Federal appeals court denies emergency stay to Trump administration in wrongful deportation case – JURIST

Federal appeals court denies emergency stay to Trump administration in wrongful deportation case – JURIST


In yet another development within a one-week period in the wrongful deportation case of Kilmar Armando Abrego Garcia, the US Court of Appeals for the Fourth Circuit on Thursday denied the Trump administration’s request for an emergency stay of a lower court order demanding Garcia’s return. Including the Supreme Court, this is now the third federal court to deliver yet another blow to the Trump administration in the Garcia case.

Prior to this development, the Supreme Court on April 10 denied the federal government’s request to vacate that very same order. The following day, Judge Paula Xinis of the said lower court ordered the government to provide daily updates on Garcia’s location and the government’s facilitation efforts. Xinis stated that she imposed this requirement because the Trump administration failed to provide proper updates as previously ordered.

Then on Monday, President Donald Trump’s advisers, together with El Salvador President Nayib Bukele, took the position that neither the US nor Bukele had the requisite authority to return Garcia. This was followed by yet another order on Tuesday from Xinis demanding sworn testimonies from Trump administration officials regarding efforts taken by them to comply with her order the previous week. That order authorized Garcia’s lawyers to depose various officials from the State Department and the Department of Homeland Security.

This order from the Fourth Circuit relates to Xinis’s original order earlier this month on which the Justice Department had requested an emergency stay pending appeal and a writ of mandamus. The Fourth Circuit denied both requests stating that it will “not micromanage the efforts of a fine district judge attempting to implement the Supreme Court’s recent decision.” In what appears to be a similar chiding of the federal government as with Xinis’s original order, the Fourth Circuit added:

The government is asserting a right to stash away residents of this country in foreign prisons without the semblance of due process that is the foundation of our constitutional order. Further, it claims in essence that because it has rid itself of custody that there is nothing that can be done.

This should be shocking not only to judges, but to the intuitive sense of liberty that Americans far removed from courthouses still hold dear. The government asserts that Abrego Garcia is a terrorist and a member of MS-13. Perhaps, but perhaps not. Regardless, he is still entitled to due process. If the government is confident of its position, it should be assured that position will prevail in proceedings to terminate the withholding of removal order…
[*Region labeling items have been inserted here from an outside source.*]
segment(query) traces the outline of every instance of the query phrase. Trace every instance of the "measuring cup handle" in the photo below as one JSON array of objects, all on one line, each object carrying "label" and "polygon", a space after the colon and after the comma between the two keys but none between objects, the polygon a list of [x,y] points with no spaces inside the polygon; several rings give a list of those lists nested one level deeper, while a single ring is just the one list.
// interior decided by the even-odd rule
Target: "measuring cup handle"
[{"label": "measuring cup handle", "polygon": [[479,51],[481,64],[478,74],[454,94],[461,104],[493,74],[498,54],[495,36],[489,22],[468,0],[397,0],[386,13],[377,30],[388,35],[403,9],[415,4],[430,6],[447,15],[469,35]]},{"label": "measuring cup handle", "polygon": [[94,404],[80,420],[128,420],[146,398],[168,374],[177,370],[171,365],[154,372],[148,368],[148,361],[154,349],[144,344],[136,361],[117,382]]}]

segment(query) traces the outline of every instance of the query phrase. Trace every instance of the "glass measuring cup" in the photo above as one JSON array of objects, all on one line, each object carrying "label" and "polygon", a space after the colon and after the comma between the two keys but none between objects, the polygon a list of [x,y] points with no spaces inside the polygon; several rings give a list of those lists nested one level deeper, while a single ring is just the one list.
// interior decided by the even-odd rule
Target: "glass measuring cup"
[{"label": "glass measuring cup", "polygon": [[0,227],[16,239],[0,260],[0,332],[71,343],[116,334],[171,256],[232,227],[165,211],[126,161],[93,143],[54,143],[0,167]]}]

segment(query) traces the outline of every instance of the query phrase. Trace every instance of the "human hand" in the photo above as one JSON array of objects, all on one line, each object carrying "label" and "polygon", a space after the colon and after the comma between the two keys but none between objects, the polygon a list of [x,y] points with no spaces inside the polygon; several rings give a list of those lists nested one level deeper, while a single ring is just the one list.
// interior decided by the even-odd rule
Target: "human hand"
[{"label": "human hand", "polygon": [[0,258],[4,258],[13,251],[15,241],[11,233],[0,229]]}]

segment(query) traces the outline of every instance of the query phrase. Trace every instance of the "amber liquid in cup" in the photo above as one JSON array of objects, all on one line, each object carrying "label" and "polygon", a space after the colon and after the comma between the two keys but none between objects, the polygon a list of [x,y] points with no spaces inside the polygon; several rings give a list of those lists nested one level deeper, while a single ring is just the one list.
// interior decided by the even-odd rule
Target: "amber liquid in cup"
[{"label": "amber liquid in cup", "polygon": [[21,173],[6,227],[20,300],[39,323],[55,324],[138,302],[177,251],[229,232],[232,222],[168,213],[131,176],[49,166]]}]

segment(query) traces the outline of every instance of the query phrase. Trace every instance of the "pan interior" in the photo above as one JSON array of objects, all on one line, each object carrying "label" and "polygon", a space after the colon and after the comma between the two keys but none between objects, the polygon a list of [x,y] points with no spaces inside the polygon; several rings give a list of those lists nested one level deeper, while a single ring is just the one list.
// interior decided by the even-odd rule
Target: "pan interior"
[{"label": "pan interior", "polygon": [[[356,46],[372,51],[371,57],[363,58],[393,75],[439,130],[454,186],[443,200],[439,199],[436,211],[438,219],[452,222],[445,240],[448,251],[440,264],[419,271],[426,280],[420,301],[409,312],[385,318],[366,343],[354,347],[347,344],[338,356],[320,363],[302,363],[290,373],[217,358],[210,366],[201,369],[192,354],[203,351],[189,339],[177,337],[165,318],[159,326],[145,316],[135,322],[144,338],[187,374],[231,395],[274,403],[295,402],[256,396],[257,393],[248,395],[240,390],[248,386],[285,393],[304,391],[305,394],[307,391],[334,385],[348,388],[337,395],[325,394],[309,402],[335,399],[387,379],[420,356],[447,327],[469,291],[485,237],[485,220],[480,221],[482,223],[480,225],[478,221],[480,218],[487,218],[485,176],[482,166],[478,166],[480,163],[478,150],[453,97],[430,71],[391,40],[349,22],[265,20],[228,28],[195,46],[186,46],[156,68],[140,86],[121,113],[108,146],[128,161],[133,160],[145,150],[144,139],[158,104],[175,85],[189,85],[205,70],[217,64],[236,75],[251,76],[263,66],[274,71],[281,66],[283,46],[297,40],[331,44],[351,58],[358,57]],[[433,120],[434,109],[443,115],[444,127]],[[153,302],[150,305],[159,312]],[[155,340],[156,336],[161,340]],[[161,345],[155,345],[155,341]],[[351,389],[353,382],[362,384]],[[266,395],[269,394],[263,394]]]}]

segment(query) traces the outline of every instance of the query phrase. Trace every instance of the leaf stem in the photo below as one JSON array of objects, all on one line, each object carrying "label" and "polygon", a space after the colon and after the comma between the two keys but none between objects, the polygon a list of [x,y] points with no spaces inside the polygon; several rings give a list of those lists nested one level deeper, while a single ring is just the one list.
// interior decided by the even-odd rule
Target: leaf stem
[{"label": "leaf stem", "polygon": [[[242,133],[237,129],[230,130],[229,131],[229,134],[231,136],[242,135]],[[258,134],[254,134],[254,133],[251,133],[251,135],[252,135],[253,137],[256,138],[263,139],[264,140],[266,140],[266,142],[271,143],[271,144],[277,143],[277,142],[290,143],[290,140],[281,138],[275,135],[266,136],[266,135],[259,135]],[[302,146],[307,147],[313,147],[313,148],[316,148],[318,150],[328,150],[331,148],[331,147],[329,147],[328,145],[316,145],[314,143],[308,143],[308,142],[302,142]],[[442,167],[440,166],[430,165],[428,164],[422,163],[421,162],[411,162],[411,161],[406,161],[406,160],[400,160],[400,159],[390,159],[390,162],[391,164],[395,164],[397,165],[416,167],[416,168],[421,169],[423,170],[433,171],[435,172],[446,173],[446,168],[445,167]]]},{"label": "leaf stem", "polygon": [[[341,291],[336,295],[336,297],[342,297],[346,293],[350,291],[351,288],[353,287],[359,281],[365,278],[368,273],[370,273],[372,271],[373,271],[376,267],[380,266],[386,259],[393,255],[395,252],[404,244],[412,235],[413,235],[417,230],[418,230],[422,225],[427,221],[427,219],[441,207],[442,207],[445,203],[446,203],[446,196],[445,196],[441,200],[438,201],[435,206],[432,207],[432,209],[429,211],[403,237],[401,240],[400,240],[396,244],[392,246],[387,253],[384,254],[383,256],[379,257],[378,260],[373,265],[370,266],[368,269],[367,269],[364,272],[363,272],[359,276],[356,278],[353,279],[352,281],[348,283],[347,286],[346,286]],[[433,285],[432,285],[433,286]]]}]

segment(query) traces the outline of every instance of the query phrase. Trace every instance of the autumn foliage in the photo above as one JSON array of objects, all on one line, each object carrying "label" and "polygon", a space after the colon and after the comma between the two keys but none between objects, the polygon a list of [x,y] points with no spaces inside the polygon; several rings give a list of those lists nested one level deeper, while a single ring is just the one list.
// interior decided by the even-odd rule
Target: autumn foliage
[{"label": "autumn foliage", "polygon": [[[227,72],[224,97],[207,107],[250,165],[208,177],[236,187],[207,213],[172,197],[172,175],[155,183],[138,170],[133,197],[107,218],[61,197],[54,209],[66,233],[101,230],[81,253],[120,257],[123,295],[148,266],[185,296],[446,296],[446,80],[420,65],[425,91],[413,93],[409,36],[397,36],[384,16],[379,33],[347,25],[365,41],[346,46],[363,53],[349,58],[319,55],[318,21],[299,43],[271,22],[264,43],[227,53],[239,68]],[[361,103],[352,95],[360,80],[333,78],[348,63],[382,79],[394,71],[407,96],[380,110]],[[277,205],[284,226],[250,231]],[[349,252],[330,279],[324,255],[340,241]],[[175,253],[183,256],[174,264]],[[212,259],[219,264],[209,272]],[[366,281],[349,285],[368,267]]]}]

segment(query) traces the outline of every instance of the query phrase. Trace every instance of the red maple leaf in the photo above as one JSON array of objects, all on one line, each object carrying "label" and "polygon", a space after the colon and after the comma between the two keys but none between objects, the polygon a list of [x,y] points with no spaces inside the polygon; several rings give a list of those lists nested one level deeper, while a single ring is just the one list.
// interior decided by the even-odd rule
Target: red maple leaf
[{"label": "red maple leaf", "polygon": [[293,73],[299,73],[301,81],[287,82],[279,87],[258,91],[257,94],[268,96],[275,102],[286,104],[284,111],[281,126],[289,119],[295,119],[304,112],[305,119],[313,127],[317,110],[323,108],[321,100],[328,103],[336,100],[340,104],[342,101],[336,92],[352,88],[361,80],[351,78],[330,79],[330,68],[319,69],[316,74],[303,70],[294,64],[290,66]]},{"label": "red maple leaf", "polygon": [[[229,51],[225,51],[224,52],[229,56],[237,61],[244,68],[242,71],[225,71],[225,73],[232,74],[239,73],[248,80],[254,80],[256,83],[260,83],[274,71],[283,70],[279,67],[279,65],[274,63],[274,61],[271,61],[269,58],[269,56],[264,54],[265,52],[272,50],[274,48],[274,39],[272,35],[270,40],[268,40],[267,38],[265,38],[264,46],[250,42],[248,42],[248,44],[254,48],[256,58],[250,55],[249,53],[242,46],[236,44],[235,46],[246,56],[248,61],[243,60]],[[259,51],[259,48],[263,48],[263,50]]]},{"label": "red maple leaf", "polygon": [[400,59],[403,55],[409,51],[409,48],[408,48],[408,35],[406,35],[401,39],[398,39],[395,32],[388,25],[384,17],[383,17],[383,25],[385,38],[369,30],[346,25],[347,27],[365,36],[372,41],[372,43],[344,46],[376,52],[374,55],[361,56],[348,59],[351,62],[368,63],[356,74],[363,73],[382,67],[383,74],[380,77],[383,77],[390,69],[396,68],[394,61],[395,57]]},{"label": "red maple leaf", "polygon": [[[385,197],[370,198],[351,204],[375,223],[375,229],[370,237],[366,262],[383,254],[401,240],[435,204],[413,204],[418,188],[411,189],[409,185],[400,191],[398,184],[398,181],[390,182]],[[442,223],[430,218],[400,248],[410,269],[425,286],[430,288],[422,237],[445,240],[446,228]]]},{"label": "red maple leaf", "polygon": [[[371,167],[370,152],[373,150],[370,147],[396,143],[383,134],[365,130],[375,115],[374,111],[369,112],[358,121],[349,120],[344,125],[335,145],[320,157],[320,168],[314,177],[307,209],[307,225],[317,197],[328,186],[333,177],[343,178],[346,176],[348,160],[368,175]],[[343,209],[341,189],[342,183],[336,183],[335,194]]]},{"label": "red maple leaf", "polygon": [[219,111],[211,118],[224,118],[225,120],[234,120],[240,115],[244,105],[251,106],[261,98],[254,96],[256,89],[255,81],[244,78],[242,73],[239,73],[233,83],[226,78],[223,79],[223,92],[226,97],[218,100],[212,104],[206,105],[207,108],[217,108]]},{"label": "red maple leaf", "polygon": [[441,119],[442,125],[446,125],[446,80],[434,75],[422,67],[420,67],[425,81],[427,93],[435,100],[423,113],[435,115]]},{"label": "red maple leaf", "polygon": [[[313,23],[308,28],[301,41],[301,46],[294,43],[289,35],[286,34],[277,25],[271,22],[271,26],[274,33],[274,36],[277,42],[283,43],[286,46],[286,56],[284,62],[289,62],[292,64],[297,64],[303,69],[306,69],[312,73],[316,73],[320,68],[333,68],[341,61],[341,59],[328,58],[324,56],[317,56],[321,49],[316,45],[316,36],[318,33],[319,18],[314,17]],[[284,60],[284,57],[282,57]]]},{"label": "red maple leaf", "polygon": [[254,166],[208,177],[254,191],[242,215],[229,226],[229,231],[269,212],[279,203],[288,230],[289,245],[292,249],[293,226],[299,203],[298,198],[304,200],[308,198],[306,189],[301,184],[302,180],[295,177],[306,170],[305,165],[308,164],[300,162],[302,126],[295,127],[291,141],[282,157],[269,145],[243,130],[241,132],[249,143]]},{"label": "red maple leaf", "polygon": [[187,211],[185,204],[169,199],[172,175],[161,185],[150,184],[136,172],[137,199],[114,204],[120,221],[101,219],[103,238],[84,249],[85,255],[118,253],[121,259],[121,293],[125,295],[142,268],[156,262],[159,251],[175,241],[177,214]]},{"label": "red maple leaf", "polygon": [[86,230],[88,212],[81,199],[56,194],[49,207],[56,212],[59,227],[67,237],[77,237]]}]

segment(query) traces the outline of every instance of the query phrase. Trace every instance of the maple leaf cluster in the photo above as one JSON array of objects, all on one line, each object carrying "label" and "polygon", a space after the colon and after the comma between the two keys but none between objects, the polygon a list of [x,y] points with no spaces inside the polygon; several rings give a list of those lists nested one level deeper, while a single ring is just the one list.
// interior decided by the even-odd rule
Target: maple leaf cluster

Today, both the United States and the El Salvadoran governments disclaim any authority and/or responsibility to return Abrego Garcia…We are told that neither government has the power to act. The result will be to leave matters generally and Abrego Garcia specifically in an interminable limbo without recourse to law of any sort.

The basic differences between the branches mandate a serious effort at mutual respect. The respect that courts must accord the Executive must be reciprocated by the Executive’s respect for the courts. Too often today this has not been the case, as calls for impeachment of judges for decisions the Executive disfavors and exhortations to disregard court orders sadly illustrate…

The court also reminded the executive branch of its obligation to respect the rule of law and referred back to former President Dwight Eisenhower’s decision to enforce the Supreme Court’s rulings in Brown v Board of Education to desegregate schools “with all deliberate speed,” despite his personal views on the matter.